Insurers Post High Growth in H1

Insurers Post  High Growth in H1
Insurers Post  High Growth in H1

Total premiums grew by over a third in the six months ending September 22, compared to the same period last year. The high growth rate in the insurance sector came despite the financial sanctions that have slowed down the insurance sector’s development.

Insurance premiums reached 97.8 trillion rials ($3.6 billion based on official rate) showing a 35.8 percent growth for the period, Central Insurance of Iran data shows.

Iran insurance, a state-owned insurer, sold 46.5 percent of the premiums, remaining the dominant power in the market. Other insurers, all non-state-owned, sold 53.5 percent of the premiums.

A surge in premiums is seen in the data, as the number of insurance policies issued only rose 25.3 percent to 21.7 million. While Iran Insurance sold over 60 percent of the policies, it took less than half of overall premiums. This comparison shows that the surge in premiums is related mainly to policies issued by the private insurers.

The life insurance segment of Iran’s market remains weak, with the non-life segment taking up over 65 percent of premiums. Compulsory Motorists’ Third Party Insurance (CMPTL) sub-sector was the key source of growth in the industry, taking up 41.4 percent of the premiums, followed by health insurance with 25.4 percent.

The insurance market also seems to be on the path to high profits, as the rise in insurance payouts was dwarfed by the rise in premiums. Insurance payouts only rose 19.3 percent, totaling 47.1 trillion rials paid over 8.7 million cases.

Iran Insurance has outperformed private insurers in handing out payouts, the data shows. While it took 53.5 percent of the premiums, it only paid for 49.4 percent of total claims.

CMPTL payouts accounted for 39.8 percent of the total insurance payouts in the period. The share of the health insurance segment in the payout market was 32.9 percent.

 Future of Insurance

Looking ahead, the relative size of the non-life sector compared to life insurance sector means that it will remain a main source of growth in overall premiums in Iran’s insurance market in the foreseeable future.

Within the non-life insurance sector, CMPTL and health insurance segments are likely to keep their dominance and drive growth as their coverage expands to more policy holders.

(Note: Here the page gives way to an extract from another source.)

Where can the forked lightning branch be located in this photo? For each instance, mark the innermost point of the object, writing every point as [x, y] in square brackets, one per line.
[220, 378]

Iran Insurance possesses a significant size of the market and is one of the largest insurers in the Middle East. It is likely to keep its position as Iran’s top insurer with its state backing - it is seen as a strategic asset by the government. After Iran was denied shipping insurance due to financial sanctions imposed on the country over its nuclear energy program, Iran Insurance rose to ease the insurance crisis. The company now holds 65 percent of the shipping insurance market.

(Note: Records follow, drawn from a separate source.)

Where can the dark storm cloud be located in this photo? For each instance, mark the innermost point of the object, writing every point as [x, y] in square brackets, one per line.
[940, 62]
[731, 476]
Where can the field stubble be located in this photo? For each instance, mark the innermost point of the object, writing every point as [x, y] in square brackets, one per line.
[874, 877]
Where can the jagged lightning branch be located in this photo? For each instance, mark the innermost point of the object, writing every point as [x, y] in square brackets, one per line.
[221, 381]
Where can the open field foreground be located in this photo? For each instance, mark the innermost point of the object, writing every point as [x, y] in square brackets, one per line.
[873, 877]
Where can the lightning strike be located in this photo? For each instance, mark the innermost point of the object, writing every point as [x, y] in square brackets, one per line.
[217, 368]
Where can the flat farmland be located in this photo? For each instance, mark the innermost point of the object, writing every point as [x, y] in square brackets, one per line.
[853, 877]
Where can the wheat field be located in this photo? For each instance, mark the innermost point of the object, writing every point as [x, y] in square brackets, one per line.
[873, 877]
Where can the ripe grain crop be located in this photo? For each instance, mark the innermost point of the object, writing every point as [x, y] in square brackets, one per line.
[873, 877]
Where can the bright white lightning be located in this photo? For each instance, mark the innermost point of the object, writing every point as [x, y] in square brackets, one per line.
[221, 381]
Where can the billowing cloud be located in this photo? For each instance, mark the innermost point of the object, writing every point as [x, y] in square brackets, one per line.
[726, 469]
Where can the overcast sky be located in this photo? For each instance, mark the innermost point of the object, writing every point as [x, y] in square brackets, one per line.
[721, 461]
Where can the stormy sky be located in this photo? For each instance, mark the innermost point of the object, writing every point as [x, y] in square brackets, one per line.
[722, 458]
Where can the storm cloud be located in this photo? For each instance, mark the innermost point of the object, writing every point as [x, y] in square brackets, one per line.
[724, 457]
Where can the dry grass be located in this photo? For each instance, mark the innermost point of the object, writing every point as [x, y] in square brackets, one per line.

Despite the surge in premiums the market will continue to operate below its capacity in all likeliness. “An opaque regulatory system, heavy government intervention and a lack of public awareness of the benefits of many insurance solutions” were sighted as reasons behind this lagging growth in a recent report by the Business Monitor International.

Although the Insurance market has shown resilience to continued financial sanctions imposed by the European Union and the United States, the possible lifting of these restrictions would boost Iran’s insurance market. Such a development would draw in foreign reinsurers and investors into the market and will increase access to global capital markets.